Taming Complex Databases through Schema Summaries
 

Real databases can often be very complex and their schemas can comprise thousands of tables, elements, attributes, etc.  Any one wishing to interact with such a complex database first has the daunting task of understanding the database schema. In this talk, I will propose the concept of schema summary, which can provide a succinct overview of the underlying complex schema and significantly reduce the human effort required to understand the database.  I will define criteria for good schema summaries, and describe efficient algorithms for producing them.

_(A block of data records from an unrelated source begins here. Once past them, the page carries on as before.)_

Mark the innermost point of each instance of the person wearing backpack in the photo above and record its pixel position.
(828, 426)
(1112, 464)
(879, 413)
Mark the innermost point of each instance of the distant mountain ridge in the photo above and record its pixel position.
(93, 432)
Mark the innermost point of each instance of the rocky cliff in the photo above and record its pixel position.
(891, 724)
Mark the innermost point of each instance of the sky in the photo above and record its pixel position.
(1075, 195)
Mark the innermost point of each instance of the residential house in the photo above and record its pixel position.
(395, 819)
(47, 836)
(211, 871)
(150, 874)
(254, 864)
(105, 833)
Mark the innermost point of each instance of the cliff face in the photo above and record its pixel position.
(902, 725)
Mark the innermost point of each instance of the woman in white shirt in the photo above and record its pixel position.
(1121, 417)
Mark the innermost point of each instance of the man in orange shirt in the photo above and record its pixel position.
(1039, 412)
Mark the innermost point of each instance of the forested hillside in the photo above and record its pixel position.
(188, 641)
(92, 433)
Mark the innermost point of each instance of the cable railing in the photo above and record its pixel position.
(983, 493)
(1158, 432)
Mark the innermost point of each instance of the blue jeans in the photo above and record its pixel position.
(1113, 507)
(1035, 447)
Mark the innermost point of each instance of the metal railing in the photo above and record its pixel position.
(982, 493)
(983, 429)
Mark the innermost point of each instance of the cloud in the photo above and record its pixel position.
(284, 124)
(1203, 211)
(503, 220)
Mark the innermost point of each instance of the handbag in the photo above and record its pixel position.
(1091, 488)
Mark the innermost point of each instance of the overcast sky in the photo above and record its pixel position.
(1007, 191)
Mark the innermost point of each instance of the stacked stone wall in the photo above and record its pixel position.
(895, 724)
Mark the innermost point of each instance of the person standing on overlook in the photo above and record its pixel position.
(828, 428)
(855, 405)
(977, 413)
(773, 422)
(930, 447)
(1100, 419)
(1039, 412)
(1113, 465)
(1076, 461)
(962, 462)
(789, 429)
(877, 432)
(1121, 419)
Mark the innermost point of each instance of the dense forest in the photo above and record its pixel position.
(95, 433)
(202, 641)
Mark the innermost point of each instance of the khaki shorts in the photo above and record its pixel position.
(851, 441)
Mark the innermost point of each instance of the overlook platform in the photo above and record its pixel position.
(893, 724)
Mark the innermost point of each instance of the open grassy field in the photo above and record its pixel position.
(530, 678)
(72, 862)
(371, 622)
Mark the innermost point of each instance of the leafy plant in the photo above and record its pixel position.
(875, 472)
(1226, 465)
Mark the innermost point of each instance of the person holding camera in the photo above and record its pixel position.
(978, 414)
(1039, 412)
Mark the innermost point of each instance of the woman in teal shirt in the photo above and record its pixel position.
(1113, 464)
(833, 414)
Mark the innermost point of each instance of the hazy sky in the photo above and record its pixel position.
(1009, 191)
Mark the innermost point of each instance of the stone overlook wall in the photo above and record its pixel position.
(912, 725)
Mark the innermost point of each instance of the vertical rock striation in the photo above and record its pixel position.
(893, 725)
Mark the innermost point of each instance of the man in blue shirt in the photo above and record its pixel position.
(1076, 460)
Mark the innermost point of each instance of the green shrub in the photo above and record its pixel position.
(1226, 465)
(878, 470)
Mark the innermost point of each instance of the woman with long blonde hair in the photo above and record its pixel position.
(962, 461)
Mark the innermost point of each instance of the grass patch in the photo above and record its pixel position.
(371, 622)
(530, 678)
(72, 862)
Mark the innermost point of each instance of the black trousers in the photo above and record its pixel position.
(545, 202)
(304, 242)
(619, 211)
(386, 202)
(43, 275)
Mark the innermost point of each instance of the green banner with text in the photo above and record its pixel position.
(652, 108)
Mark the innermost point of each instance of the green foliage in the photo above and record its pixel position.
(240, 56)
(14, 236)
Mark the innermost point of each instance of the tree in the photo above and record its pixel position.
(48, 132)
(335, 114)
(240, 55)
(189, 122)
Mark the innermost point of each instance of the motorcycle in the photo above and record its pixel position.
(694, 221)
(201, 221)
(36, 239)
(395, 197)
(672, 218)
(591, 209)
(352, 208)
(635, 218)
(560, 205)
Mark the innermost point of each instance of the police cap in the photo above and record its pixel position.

User effort in locating schema elements needed to construct a structured query can be greatly reduced with a schema summary, which allows the user to explore only portions of the schema that are of interest.  Nonetheless, as the query complexity increases, this approach of querying through exploration is no longer a viable option because a significant percentage of the schema will have to be explored.  By leveraging schema summary and a novel schema-based semantics for matching meaningful data fragments with structure-free search conditions, I will propose a novel query model called Meaningful Summary Query.  The MSQ query model allows the users to query a complex database through its schema summary, with embedded structure-free conditions.  As a result, an MSQ query can be generated with the knowledge of the schema summary alone, and yet retrieve highly accurate results from the database.